Behind the scenes, water and Montreal
The camp is open in each city from Thursday to Sunday inclusive. On the Monday we are busy taking down the structures and loading them into the truck. Then it’s a drive to the next location. Tuesday is a break for most of us followed by a busy Wednesday unloading the truck and building all the structures again.
Getting water can be difficult – and that applies to our mock refugee camp as well as real ones. Upon arrival at Montreal there was a mix up. At 3pm Wednesday a tanker of water was due to arrive. By 5pm it had not. Our unlucky logistical coordinator agreed to meet them at 6am Thursday (3 hours before open). They told him then that they didn’t have a tanker and that they would use a long hose to connect the municipal supply to our 950 litre water bladder. By the way, 950 litres is what the average Canadian would use in 3 days or what the average refugee would make last 190 days in an emergency. The hose pipes couldn’t connect and around 15 minutes before opening they located a tanker and we had water for our mock-camp.
So finding water in Montreal wasn’t easy. In the desert, you might imagine, it’s even more tough. When I asked the lady from Rwanda last week what she thought of our camp, it was the queuing for water that she remembered most vividly.

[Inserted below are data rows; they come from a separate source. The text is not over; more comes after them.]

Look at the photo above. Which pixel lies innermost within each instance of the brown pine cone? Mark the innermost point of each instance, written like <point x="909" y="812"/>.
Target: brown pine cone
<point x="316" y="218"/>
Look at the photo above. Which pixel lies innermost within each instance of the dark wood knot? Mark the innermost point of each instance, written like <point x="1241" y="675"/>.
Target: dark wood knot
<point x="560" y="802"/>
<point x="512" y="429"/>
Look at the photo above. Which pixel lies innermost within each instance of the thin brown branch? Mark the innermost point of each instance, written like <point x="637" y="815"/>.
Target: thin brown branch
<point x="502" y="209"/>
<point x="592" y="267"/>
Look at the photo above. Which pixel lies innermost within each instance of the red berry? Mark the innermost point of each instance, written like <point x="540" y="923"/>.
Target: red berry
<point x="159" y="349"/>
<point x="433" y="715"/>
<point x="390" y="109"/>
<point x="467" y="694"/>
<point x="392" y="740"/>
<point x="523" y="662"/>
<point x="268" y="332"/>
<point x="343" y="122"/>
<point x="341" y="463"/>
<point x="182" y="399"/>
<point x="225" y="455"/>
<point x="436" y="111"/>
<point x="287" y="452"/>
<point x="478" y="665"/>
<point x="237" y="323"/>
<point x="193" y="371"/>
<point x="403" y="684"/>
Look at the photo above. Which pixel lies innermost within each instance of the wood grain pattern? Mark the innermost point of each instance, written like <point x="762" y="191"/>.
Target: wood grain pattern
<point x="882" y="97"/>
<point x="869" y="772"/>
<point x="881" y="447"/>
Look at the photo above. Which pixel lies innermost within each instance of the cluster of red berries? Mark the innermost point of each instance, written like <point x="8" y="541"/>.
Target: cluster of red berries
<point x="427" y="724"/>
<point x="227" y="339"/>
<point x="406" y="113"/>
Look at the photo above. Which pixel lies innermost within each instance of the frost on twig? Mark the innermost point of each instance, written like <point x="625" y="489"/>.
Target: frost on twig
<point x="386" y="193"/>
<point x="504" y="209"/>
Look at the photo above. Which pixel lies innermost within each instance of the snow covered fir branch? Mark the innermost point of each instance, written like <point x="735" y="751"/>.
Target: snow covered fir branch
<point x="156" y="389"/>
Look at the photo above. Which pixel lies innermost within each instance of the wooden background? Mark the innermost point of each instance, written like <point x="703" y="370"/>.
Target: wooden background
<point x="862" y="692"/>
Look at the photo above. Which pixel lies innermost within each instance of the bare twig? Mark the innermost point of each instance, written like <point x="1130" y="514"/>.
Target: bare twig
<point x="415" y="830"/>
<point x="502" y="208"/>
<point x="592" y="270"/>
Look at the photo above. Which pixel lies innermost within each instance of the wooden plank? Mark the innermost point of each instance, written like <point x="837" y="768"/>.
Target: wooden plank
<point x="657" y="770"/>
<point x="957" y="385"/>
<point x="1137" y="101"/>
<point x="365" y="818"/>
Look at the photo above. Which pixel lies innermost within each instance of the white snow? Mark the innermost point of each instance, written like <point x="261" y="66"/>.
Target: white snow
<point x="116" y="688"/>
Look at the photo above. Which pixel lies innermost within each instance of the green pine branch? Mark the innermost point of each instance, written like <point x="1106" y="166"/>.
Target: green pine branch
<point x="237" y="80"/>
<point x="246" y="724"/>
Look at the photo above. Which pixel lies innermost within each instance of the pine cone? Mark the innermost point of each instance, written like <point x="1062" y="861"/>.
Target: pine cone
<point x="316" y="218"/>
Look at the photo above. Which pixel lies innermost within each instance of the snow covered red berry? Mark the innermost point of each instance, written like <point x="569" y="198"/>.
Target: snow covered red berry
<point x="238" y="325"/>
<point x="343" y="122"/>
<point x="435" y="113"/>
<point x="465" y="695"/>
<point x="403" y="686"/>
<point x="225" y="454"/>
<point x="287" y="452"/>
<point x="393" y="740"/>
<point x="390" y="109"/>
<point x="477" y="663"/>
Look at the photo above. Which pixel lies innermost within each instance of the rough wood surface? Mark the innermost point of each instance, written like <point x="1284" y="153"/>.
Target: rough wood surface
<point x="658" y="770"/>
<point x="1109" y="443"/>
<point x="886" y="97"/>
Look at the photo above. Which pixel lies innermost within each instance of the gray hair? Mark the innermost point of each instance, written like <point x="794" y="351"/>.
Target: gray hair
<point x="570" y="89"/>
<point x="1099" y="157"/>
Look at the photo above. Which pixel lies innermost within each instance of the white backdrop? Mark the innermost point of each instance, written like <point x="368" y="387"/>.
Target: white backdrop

People say that you never forget not having enough water.
Like Ottawa our camp has been busy – we have had over 1,000 visitors every day in both locations, partly due to the invitations we sent to donors and schools, but also due to the media coverage. I’ve been spotted on the TV news already. The fame hasn’t gone to my head so far.
We are still in Montreal today and Sunday, so stop by and see our valuable water and the other commodities that millions of refugees are currently risking their lives to find elsewhere.